Kennst du der Nacht geheimnißschweres Raunen?
Wie ein verlorner Klang aus Jugendtagen,
Der jäh in deine Seele eingeschlagen –
Der jäh erwacht nach jahrelangem Schweigen:
So kommt es über dich . . . Es quellen, steigen
Vergessne Bilder auf – und ein ergreifend Staunen
Packt dich . . . Das also war dein Schwärmen, war dein Wagen?
Und jetzt? Und heute? Wie die Wunden tropfen!
Und wie die Reue mahnt mit wildem Klopfen!

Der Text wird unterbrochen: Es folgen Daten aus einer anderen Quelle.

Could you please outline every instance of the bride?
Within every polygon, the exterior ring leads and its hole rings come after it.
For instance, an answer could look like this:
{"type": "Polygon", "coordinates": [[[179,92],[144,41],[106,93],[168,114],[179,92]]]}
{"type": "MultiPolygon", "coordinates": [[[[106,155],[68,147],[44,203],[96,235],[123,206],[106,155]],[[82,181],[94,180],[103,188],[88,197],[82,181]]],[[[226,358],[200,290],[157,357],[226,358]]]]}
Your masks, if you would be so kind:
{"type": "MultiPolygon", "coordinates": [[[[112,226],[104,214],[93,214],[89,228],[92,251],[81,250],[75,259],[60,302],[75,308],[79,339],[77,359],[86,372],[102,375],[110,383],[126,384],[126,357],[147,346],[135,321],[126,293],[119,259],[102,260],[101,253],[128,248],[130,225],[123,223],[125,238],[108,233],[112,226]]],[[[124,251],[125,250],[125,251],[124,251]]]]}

Doch laß begraben sein, was da vergangen!
Die Bilder, die in der Erinn'rung Hallen
In schwarzem Trauerflor ich aufgestellt:
Sie mögen stürzen, mögen fallen –
Mit ihnen eine ganze Schmerzenswelt!

Was heute mir auf dem Gesang der Nacht
Entgegenklingt in wundersamen Tönen:
Es ist ein Siegeslied! Es soll versöhnen,
Wie jenes Wort am Kreuz: Es ist vollbracht!

Es ist vollbracht! Die Augen heb' ich auf,
Und von den Felsenhäuptern seh' ich gleiten
Zu Thal des Nebels dunst'ge Wolkenbrut, . .

Und über die Scheitel, über die nachtgefeiten
In langem Zug die Heldengeister schreiten,
Die sich aus Kluft und Krümmung hochgemüht,
Wo in der Einsamkeit die Freiheit blüht!

So giebt's doch einen Lohn! So giebt's ein Ziel!
Ein Zion über diesem Staubgewühl!

Und auf den Stimmen, die der Nacht entklingen,
Tönt die Gewißheit mir: du wirst's erringen!